Die Bremer Gewerkschaft der Polizei hat den durchaus mutigen Rechtstreit des Innensenator Ulrich Mäurer um Fußballkosten stets mit der Forderung begleitet, dass im Falle einer Zahlung der DFL diese Summe vollständig der Bremer Polizei zur Verfügung gestellt wird. Dieser Anspruch fand seinerzeit auch Zustimmung beim Innensenator selbst, beim damaligen Bürgermeister und während des Wahlkampfs in nahezu allen politischen Lagern.
„Das scheint nun leider vergessen worden zu sein. Das Geld liegt beim Finanzsenator“, bedauert der GdP Landesvorsitzende Lüder Fasche. Die DFL habe zwar 1,17 Millionen Euro an Bremen überwiesen, doch der Polizei Bremen wurde bislang noch nicht mal die Hälfte dieser Summe zur Verfügung gestellt. Die Kollegen und Kolleginnen, die mit ihrem Mehrdienst meistens an Wochenenden diesen Millionenbetrag erwirtschaftet haben, könnten nun noch nicht mal alle davon profitieren. Denn deren Anträge auf Auszahlung ihrer Überstunden übersteige schon die bislang erst zur Verfügung gestellten 500.000 Euro deutlich, so der GdP Chef.

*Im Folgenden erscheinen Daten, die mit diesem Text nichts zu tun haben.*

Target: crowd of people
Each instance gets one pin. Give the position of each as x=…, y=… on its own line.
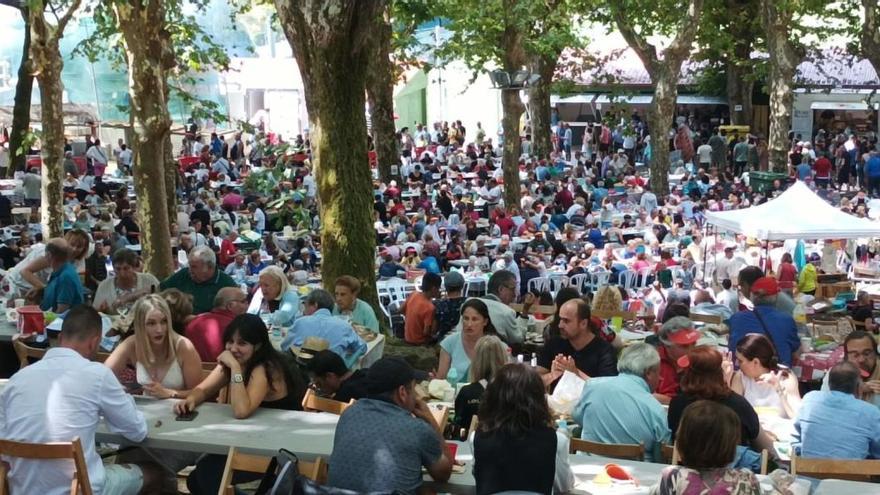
x=588, y=217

„Gerade vor dem Hintergrund der aktuellen Sicherheitslage, überlasteten Einsatzdiensten und inakzeptablen Bearbeitungsrückständen bei Ermittlungsvorgängen werden weitere Überstunden unumgänglich sein. Wir fordern allein schon deshalb den Bremer Senat auf, sich an frühere Aussagen zu erinnern, und die vollständige Summe der Polizei Bremen zur Verfügung zu stellen“, ließ Fasche keinen Raum für Kompromisse in dieser Frage. Die Pflicht zur Auszahlung sei gesetzlich geregelt. „Letztlich sprechen wir hier ohnehin nur über eine Art Schmerzensgeld für Kollegen und Kolleginnen, die nicht selten über die Belastungsgrenze hinaus ihren Dienst versehen. Es wäre ein völlig falsches Zeichen mangelnder Wertschätzung, würde man ihnen die Möglichkeit auf Auszahlung von Überstunden vorenthalten. Den meisten wäre es ohnehin lieber, sie könnten mit Familie oder Freunden mal die Freizeit an einem eigentlich freien Wochenende genießen“ wies der Kriminalhauptkommissar Fasche noch mal auf die schwierige Situation vieler seiner Kollegen und Kolleginnen hin.